AP students in English Literature and Composition are involved in the study and practice of
writing as well as in the study of literature. You should learn to use the modes of discourse and to
recognize the assumptions underlying various rhetorical strategies. Through speaking, listening, and
reading, but chiefly through the experience of your own writing, you should become more aware of the
resources of language: connotation, metaphor, irony, syntax, and tone.
Writing assignments should focus on the critical analysis of literature and should include essays in
exposition and argument. Although much of the writing in the course will be about literature, speaking and
writing about different kinds of subjects should further develop your sense of how style, subject, and
audience are related. Occasionally, assignments in personal narrative and the writing of stories, poems, or
plays may be appropriate. Another major aspect of writing in this course will be the research paper and the
college essay. The desired goals are the honest and effective use of language and the organization of ideas
in a clear, coherent, and persuasive way.
By the end of the course you will have studied works from both the American and English
traditions and from various periods from the sixteenth century to the present. You should read works of
recognized literary merit that are likely to be taught in an introductory college literature course, works that
are worthy of scrutiny because of their richness of thought and language that challenges the reader.
Course Description taken from the AP College Board Course Description.
The Exam
The AP Exam in English Literature and Composition, which is three hours long, consists of two sections:
Section I: 60 minutes long; contains 50-60 multiple-choice questions that test your reading of selected
passages—both prose and poem. This section counts for 45 percent of the total AP grade.
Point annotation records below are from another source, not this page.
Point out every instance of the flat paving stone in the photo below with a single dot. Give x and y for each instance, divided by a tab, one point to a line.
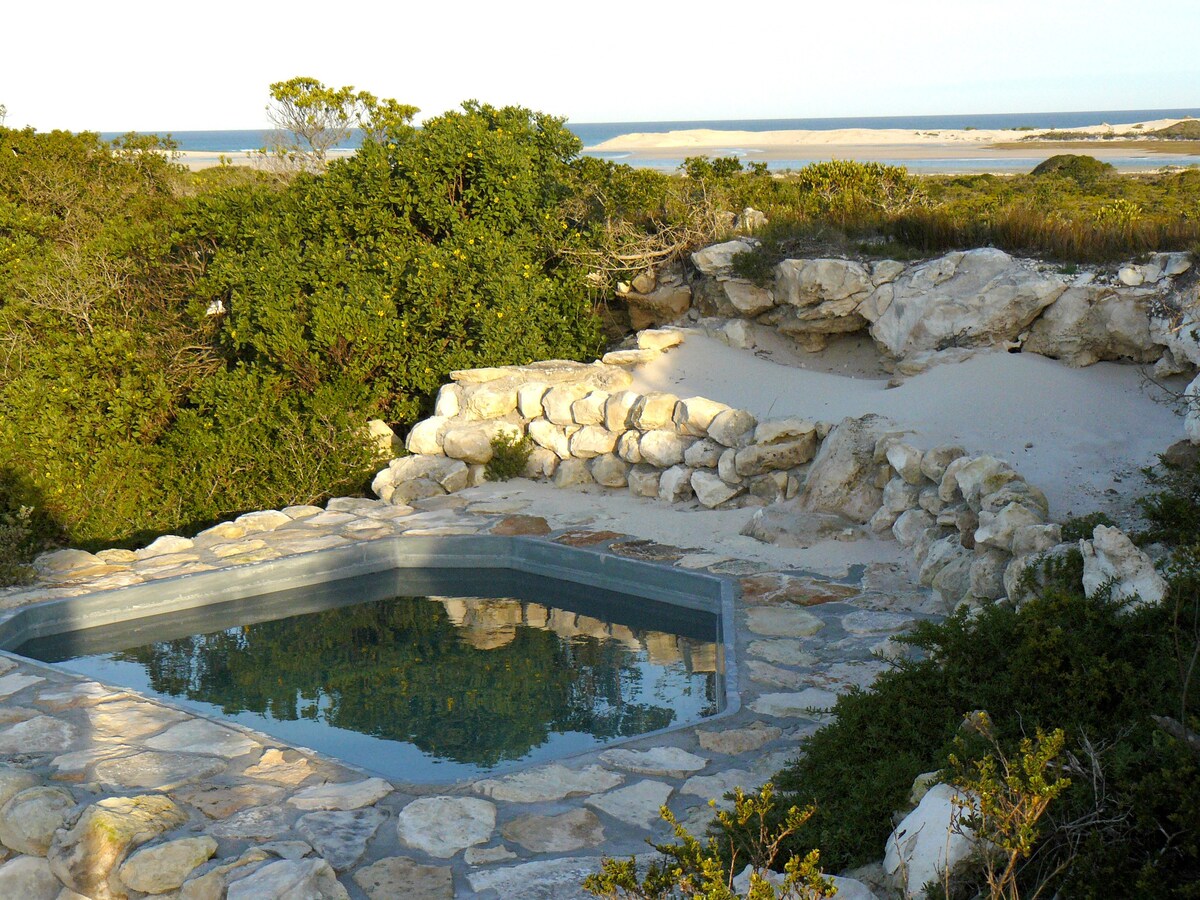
549	783
486	856
17	682
405	879
784	652
581	538
341	835
714	787
795	706
71	696
203	737
130	719
222	801
258	823
345	795
576	829
773	676
669	761
40	735
868	622
283	767
783	622
541	880
737	741
443	826
154	771
637	804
Section II: 120 minutes long; contains 3 free response questions that measure your ability to read and
interpret literature and to use other forms of discourse effectively. Counts for 55 percent of total AP grade.
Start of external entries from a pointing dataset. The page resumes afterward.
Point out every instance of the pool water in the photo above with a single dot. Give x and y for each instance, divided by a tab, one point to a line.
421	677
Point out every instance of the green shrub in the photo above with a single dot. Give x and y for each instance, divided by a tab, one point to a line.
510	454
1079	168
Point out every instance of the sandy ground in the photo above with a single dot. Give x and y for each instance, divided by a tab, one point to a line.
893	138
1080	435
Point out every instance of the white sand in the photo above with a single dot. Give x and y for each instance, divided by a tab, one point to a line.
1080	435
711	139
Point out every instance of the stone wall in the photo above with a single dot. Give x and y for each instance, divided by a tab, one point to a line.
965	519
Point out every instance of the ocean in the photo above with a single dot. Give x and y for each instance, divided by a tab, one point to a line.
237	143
One question typically will ask you to analyze a poem, one a prose passage, and one a longer work such as
a novel or play.
Scores
Scores are reported on a five-point scale as follows:
5 = extremely well qualified
4 = well qualified
3 = qualified
2 = possibly qualified
1 = no recommendation
Scores are reported the first or second week of July.
General Course Objectives
Reading
*To develop the ability to interpret a literary work -- that is, to perceive in it an idea which can
then be proven by the use of compelling literary evidence.
*To sharpen writing skills in terms of clarity, focus, diction, grammatical usage, punctuation, and
syntax.
*To have a keen awareness of audience and purpose in completing the college essay.
*To be able to research a given topic and correctly document sources by adhering to the correct
MLA style of documentation.
*To analyze critical interpretations of literary works.
*To master good skills of literary discussion -- both in terms of speaking and listening.
*To be able to recognize and discuss significant literary elements in works of literature.
*To be able to understand and appreciate the dramatic and cultural factors in works read
throughout this course.
*To adequately prepare students for the AP IV exam as well as a college-level English class.
Writing
When writing, AP students should be able to
*use and understand a wide-ranging vocabulary with denotative accuracy and connotative
resourcefulness.
*use and understand a variety of sentence structures, including appropriate use of subordinate and
coordinate constructions.
*sharpen organizational and transitional skills in writing.
*research a given topic and correctly document sources by adhering to the correct MLA style of
documentation.
*sharpen writing skills in terms of clarity, focus, diction, grammatical usage, punctuation, and
syntax.
*balance generalizations with specific illustrative details.
*use an effective use of rhetoric, including controlling tone, maintaining a consistent voice, and
achieving emphasis through parallelism and antithesis.
Some course objectives came from the AP College Board Course Description.